Due to the type of aggregate queries that typify analytics workloads, almost everything turns into a scan, whether it be of the a table, field, or index. Strings occupy more space on disk, or in RAM, so scanning a whole column or table simply takes longer, because you have to shovel more bytes through the CPU. This doesn't even take into account the relative CPU time to actually do the comparisons.
I've never personally worked with a system that has string keys shorter than 10 [1][2] characters. At that point, regardless of how you pack characters into a register, you're occupying more bits with two strings of character data than you would with two 64-bit integers[3]. This shows through in join time.
[0]: Even modestly sized companies tend to have at least a few tables that get into the millions of records.
[1]: I've heard of systems with shorter string keys
[2]: Most systems with string keys I've encountered have more than 10 characters.
[3]: The vast majority of systems I've seen since the mid-2010s use 64-bit integers for keys for analytics. 32-bit integers seemed to phase out for new systems I've seen since ~2015, but were more common prior to that.
Don't most databases set a length limit on ID strings?
If you're setting a length limit, and it's made out of digits with no leading zeroes, then you might as well store it as a number. Is there a downside?
A numeric identity is an identity and so is a string.
If you want to math it, it is a number, otherwise... string.
"Will you ever want the 95th percentile PID? Then it is not a number.
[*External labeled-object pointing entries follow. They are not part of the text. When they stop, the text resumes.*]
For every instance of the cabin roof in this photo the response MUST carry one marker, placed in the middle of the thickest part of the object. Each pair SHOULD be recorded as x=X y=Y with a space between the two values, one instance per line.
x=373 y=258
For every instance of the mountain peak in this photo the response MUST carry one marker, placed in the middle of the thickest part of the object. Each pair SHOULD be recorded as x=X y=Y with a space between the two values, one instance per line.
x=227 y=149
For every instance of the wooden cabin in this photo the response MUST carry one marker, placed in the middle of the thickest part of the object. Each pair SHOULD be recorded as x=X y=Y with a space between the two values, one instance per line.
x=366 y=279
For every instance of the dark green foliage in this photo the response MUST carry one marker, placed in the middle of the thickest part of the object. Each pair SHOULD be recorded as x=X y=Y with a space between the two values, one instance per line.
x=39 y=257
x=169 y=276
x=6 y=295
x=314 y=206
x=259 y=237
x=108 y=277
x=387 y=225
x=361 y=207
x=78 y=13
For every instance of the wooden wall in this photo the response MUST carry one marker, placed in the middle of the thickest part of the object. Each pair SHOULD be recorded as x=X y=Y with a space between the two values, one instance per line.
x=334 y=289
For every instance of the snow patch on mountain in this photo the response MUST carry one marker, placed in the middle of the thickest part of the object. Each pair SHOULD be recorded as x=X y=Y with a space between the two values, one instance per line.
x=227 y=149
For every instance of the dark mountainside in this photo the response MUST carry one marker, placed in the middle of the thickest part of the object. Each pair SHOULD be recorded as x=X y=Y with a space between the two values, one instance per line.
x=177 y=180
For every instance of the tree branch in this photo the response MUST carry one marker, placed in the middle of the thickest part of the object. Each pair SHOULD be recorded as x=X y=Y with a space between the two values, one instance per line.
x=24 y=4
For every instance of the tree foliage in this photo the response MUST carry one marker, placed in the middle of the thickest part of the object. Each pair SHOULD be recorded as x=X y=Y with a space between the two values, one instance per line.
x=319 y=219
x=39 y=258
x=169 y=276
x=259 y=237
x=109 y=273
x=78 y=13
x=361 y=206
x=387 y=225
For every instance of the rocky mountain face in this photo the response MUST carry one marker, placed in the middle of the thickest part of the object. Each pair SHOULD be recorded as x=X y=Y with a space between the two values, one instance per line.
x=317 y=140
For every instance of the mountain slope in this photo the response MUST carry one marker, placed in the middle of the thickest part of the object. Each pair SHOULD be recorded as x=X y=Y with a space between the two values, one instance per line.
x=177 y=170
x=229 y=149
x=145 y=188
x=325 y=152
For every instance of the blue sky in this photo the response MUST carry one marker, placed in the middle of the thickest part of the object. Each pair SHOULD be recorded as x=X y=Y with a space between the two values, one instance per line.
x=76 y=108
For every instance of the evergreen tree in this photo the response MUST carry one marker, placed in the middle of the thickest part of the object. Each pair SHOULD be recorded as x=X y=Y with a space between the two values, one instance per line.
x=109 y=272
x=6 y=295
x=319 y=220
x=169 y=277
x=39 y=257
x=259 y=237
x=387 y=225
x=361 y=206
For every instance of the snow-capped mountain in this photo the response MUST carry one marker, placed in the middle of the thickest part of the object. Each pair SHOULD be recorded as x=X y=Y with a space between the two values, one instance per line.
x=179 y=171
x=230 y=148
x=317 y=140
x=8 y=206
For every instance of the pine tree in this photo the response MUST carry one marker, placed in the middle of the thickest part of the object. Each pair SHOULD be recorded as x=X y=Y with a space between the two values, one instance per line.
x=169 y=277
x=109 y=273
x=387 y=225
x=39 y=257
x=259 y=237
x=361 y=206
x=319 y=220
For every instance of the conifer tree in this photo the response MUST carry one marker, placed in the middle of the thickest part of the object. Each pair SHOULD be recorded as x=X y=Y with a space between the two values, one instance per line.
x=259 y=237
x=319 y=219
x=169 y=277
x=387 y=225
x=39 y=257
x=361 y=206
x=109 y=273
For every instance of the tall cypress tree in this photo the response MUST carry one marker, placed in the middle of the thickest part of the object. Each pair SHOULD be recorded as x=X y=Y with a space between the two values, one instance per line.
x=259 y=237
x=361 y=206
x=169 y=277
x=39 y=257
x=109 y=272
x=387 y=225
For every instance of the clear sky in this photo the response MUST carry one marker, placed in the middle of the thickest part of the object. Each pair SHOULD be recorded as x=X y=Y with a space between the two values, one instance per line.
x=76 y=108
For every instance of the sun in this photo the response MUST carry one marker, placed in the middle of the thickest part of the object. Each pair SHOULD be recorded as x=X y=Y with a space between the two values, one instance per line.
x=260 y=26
Move on."
If you need to do math with the thing, use an appropriate type of number, of course.
If you're using 64 bit numbers as a high cardinality identity that can be randomly generated without concern for collision (like a MAC address with more noise) -- well, that's an identity and doesn't need to have math applied to it. For example: "What's the mean IP address that's connected to cloudflare in the last 10 minutes" or "what's the sum of every mac address in this subnet?" are both nonsense properties because these "numbers" are identities not numbers, and using a data type that treats them as numbers invites surprising, sometimes unpleasantly so, results.
Of course, because these are computers, all strings are ultimately numbers but their numberness is without real meaning.